Übertreibungen, Beschönigungen, Klischees, all das kannte man aus der ersten Staffel der Netflix-Serie „Emily in Paris“. Wer in Paris wohnte, erblickte seine Stadt in einem in der Realität nie gekannten Licht, ohne Müll oder Obdachlose. In der Wahlheimat für ein Jahr von Emily Cooper aus Chicago lebten elegante, aber übelgelaunte Menschen, die am späten Vormittag an ihrem Arbeitsplatz eintrudelten, kurz bevor sie sich in eine endlose Mittagspause mit ordentlich Rotwein verabschiedeten.

Diese Karikaturen ärgerten die einen und amüsierten die anderen. Wer sich Frankreichs Hauptstadt ohnehin immer als eine mit Zuckerguss überzogene Kulisse für romantische Rendezvous vorstellte oder Amerikanerinnen für Wesen hielt, die an jeder Straßenecke einen „amazing!“-Schrei tun, aber sonst konsequent an der Oberfläche bleiben, fühlte sich bestätigt.

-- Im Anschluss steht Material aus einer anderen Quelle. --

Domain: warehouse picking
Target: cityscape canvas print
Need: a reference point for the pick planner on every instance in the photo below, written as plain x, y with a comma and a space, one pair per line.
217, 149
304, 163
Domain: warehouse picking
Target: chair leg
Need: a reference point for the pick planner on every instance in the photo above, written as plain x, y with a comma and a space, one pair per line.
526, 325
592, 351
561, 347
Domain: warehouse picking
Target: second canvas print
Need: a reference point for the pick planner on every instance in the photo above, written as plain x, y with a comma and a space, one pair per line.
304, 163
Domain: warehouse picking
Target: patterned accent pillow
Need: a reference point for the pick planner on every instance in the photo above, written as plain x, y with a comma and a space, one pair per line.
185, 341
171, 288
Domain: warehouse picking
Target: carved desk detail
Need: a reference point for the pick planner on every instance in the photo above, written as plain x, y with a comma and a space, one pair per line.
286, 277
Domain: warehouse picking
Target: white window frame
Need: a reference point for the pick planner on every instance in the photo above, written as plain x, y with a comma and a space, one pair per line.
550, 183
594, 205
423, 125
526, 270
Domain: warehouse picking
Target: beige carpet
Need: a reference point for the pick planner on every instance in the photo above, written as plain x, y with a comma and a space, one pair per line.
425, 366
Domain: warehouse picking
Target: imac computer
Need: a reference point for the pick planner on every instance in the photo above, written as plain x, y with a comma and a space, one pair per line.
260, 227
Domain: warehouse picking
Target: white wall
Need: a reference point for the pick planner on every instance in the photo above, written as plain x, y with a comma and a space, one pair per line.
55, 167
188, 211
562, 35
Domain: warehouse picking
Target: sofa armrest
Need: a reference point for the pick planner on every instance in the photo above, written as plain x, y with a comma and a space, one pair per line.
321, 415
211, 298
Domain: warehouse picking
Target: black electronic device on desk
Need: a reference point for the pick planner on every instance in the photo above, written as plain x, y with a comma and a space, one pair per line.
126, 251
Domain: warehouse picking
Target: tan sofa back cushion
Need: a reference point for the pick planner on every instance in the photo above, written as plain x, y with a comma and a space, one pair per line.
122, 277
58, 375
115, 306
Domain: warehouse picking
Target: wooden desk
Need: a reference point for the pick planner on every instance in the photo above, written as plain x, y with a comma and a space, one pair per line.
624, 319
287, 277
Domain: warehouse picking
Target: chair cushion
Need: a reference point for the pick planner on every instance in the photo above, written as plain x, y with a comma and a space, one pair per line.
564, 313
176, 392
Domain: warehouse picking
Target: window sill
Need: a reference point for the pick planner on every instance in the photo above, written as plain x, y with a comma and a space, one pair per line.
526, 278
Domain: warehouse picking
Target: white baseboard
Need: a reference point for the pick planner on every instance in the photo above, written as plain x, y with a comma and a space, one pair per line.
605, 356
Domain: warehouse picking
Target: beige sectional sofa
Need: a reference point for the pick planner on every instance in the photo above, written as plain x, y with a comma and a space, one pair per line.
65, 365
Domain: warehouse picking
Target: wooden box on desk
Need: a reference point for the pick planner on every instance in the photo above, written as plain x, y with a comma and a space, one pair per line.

Wenn es nun eine zweite Staffel gibt, dann weil die erste mit 58 Millionen Zuschauerinnen und Zuschauern die erfolgreichste Netflix-Serie 2020 war. Das Kulturmagazin „Les Inrocks“ versuchte zu erklären, warum die Serie auch bei Französinnen und Franzosen Erfolg hat: Ja – diese würden als „rückständige, unhöfliche und versnobte Idioten“ dargestellt, arbeitsscheu obendrein. Aber eben auch als Wesen, die anders seien, mit einem erlesenen Geschmack, sexueller Freiheit und einer Haltung zur Welt, die „für ihre vulgären Cousins in den USA unerreichbar bleibt“.

Insgesamt fällt die Kritik diesmal etwas milder aus. Und dass Emily im legendären Kino Le Champo das Meisterwerk „Jules und Jim“ von François Truffaut ansah, sorgte für Wohlwollen.